Nice that we have that test :) - It would make the other issues fail.
Lets continue with same patch as in D7 here and then move it finally back to there :).
Thanks for all the progress!
Comment #29
nlisgo CreditAttribution: nlisgo commented@Fabianx: that is correct. I confirm that you can reproduce this issue in D8 if you delete the entries in the field table manually. Even though there are entries in the field revision table FieldStorageConfig::hasData() will return FALSE. If you update the field storage settings when there are no entries in the field table then all of the data in the field revision table will be deleted.
When the issues referenced in #26 are resolved this bug will be very reproducible.
Comment #30
BerdirI am a bit confused..
The test is failing right now in 8.x,which kind of proofs that the same problem exists? Without manually deleting anything? I did run the test manually and debugged in and the field data table was empty as expected, so that is why the query returns FALSE, otherwise it would not?
The attached change fixes the test and seems to be the right thing to do here?
Comment #31
nlisgo CreditAttribution: nlisgo commented@Berdir, would you be able to post up an interdiff?
Or maybe I am misunderstanding you. Did you have to change the test at all?
Comment #32
BerdirNot worth it, the only difference is the fix, the test is identical to what you posted. That's why I didn't bother with an interdiff or test-only patch.
Comment #33
nlisgo CreditAttribution: nlisgo commentedThanks, I just misread your message. I will review this tomorrow. Looks good on first glance. Thanks a ton for your help on this.
Comment #34
Fabianx CreditAttribution: Fabianx commentedThe fix looks great, RTBC + 1. Final RTBC can com from nlisgo tomorrow.
Comment #35
swentel CreditAttribution: swentel commented+1 indeed
Comment #36
nlisgo CreditAttribution: nlisgo commentedRTBC + 1
I am going to move to RTBC for the D8 patch.

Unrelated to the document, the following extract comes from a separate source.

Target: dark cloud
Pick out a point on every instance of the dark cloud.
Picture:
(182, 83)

I think this is ready. I've read and reviewed the code change by the patch in #30. FieldStorageConfig::hasData() now returns the value we expect. In future this code may be revisited for optimisation would make that improvement non-critical and future development would be helped by these tests in place.

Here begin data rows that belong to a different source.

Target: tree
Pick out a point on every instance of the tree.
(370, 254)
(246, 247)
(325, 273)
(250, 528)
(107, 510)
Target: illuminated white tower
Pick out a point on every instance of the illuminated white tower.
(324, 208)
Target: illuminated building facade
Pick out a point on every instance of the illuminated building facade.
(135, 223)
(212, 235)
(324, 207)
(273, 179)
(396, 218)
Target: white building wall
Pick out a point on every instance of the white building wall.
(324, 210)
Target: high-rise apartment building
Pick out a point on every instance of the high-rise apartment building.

What has become apparent is that not only was FieldStorageConfig::hasData() not returning the expected value but neither was SqlContentEntityStorage::countFieldData().

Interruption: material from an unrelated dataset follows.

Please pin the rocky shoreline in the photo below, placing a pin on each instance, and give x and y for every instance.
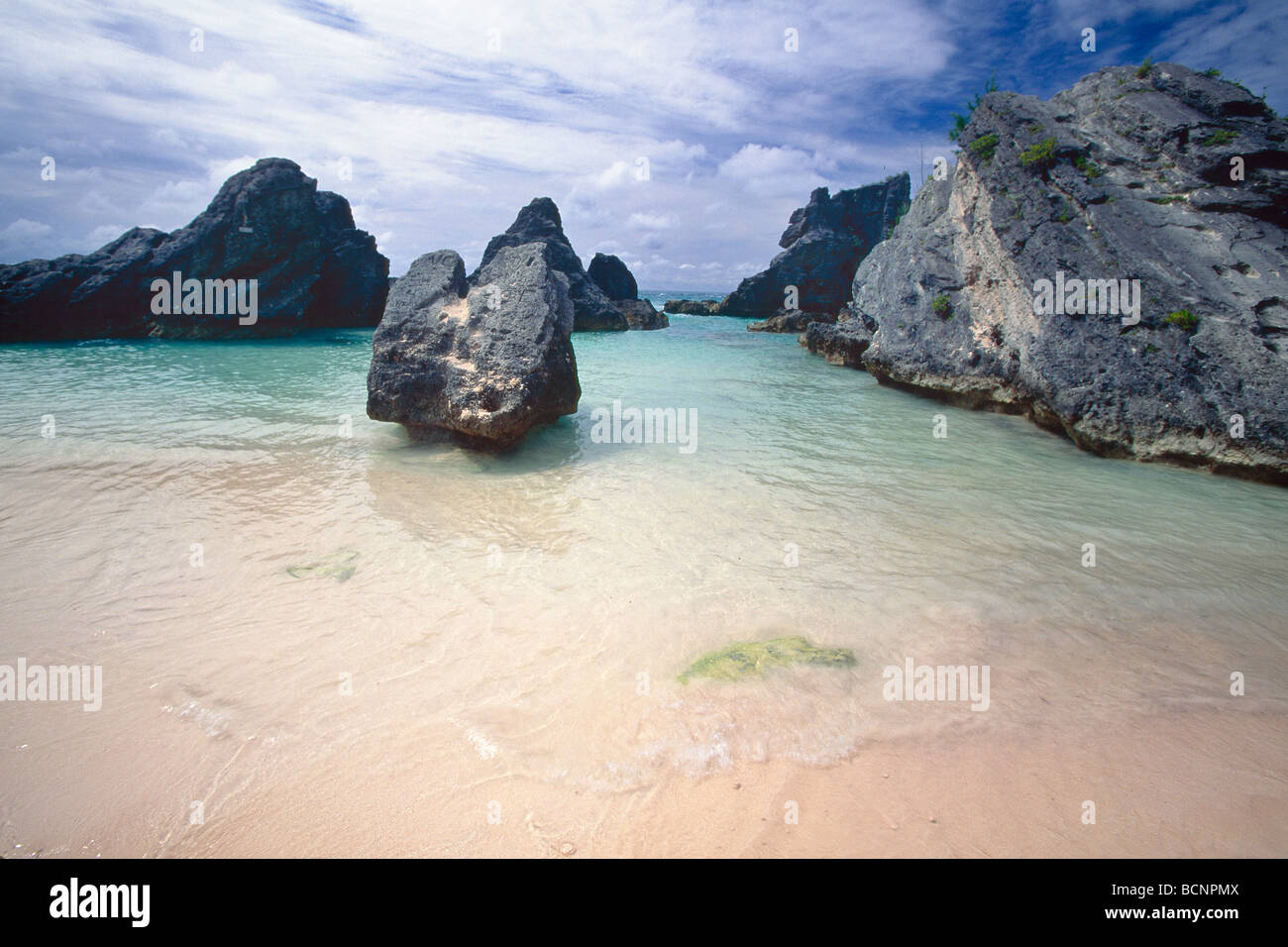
(268, 231)
(1122, 191)
(1111, 263)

The patch to the countFieldData() does not break any other existing tests on that method. I have no idea what direction we will be going in with allowing revisions to be disabled for content. Is this a setting that will only be permitted on a content type level or will we be able to decide that a specific entity will not store revisions. If we ever move in that direction and we have entities that use a single field, some with only entries in the data tables and some with only entries in the revision table,s then this code would need to be refactored. But that's ok :)
I would like to resupply the D7 patch before it's committed because of a typo in an annotation. Shall I wait for the D8 patch to be committed first?
Comment #37
alexpottCommitted 03662aa and pushed to 8.0.x. Thanks!
Comment #39
nlisgo CreditAttribution: nlisgo commentedJust changes to the annotation of the patch supplied in #10.
Comment #40
BerdirNote that my testing in 8.x showed that we already create the revision tables only conditionally, and already implements it dynamically based on the revisionable flag of the host entity type. Would not even work otherwise. So it doesn't need any follow-up or further improvements.
Comment #41
Fabianx CreditAttribution: Fabianx commentedRTBC for D7 as well :) - Nice!
I think our only choice for D7 is to check both tables as done here.
Looks great to me!
Comment #42
David_Rothstein CreditAttribution: David_Rothstein commentedCommitted to 7.x - thanks!
The Drupal 7 tests might be improved a bit by having them actually use the API (or user interface) to get into a realistic situation in which the revision table has data but the field table doesn't, rather than inserting into the field tables directly? But it works fine as is, and that could certainly be a followup if desired.